のだめの身体の奥が痙攣して、その度に全身にじんわりと甘い快感が広がる。
おさまったと思うころそっと身体を起こすとまた、びくんと奥が動いた。

「あふ……」

くたりとセンパイに身体を預けた。

「お前の中、まだ動いてる……」
「センパイ、体ベタベタデスね……」

ふうーと一緒にため息をついた。

「シャワー、浴びるか……」
「のだめはいいデスよ……」

まだセンパイと繋がっていたくて、汗だくになった身体をくっつけたまま目を閉じる……。


「おいこら! 寝るな!」

ぐいと身体を起こすとのだめの中がまだひくりとうごめいた。

「あへー……」

しぶしぶといった風情で身を起こしたのだめを引き剥がす。

「ほら! シャワー浴びるぞ!」
「あー、のだめはいいデス……。
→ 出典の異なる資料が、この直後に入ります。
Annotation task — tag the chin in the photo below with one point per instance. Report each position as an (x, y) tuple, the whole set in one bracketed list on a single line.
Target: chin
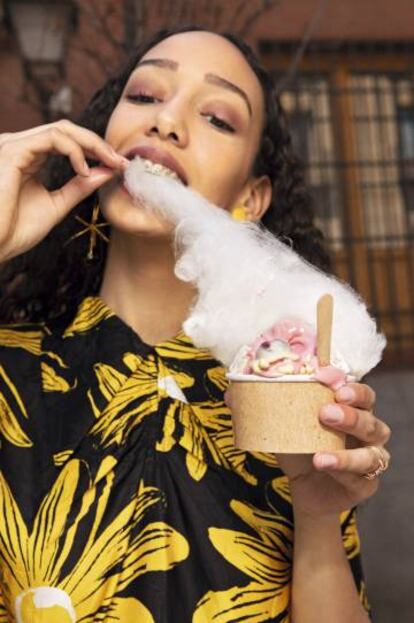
[(128, 217)]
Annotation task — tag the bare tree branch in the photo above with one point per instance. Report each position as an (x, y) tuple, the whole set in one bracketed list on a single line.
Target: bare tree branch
[(265, 6), (307, 36)]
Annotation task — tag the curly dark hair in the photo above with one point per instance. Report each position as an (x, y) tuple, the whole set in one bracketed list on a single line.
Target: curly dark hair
[(50, 280)]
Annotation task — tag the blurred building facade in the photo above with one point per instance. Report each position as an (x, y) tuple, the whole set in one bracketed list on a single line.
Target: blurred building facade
[(345, 72)]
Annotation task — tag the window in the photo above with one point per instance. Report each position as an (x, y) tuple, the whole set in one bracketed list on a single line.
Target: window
[(308, 106)]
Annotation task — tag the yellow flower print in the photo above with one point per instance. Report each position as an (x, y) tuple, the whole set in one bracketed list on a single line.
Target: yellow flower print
[(265, 558), (52, 382), (35, 582), (9, 425), (132, 399), (350, 534)]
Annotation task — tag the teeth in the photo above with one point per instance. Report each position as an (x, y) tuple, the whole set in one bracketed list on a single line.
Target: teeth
[(159, 169)]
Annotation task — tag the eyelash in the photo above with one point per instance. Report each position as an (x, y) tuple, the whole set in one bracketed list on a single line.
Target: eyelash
[(220, 124)]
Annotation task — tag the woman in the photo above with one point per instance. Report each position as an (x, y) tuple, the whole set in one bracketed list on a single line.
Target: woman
[(122, 496)]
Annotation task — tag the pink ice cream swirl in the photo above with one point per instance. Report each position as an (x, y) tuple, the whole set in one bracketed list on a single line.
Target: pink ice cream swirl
[(289, 347)]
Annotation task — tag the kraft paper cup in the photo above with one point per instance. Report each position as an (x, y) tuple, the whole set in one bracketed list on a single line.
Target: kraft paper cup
[(282, 417)]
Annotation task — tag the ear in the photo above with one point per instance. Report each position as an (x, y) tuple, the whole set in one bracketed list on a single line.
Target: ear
[(256, 198)]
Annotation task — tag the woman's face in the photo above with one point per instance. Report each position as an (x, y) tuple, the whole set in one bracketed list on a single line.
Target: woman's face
[(194, 96)]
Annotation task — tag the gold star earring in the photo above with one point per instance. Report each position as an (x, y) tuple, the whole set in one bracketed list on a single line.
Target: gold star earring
[(94, 230), (239, 213)]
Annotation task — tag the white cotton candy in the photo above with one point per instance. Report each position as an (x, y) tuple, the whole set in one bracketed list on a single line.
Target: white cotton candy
[(248, 280)]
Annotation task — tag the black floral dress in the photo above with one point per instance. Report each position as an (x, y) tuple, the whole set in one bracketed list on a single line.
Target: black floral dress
[(122, 496)]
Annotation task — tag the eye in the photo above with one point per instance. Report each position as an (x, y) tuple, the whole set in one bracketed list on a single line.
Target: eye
[(142, 98), (220, 123)]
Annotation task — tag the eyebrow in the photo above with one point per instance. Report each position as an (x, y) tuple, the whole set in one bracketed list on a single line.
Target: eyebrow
[(166, 63)]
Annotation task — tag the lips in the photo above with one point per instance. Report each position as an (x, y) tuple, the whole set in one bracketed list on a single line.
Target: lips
[(158, 156)]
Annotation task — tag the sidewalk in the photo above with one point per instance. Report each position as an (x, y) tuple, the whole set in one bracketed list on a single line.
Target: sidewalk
[(386, 521)]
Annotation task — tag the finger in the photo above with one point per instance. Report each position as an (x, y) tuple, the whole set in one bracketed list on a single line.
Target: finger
[(95, 146), (356, 394), (92, 144), (358, 461), (356, 422), (77, 189)]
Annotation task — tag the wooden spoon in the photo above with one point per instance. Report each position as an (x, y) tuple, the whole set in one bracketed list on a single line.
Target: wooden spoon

もう寝マス」
「そんな汗だくでベッドに入るな! 洗ってやるから来い!」

片手を伸ばして棚からティッシュを取って始末しつつ、片手でのだめの手首をぐいと掴んだ。

「あー、じゃあのだめが真一くんを洗ってあげますよー」
「やだ、お前のすすぎ甘いんだもん」
「ムキー! のだめちゃんとすすげマス!」

ふらふらと歩き出すのだめのワンピを直してやる。
もうほとんど乾いて、汗でしわくちゃになってるけどな。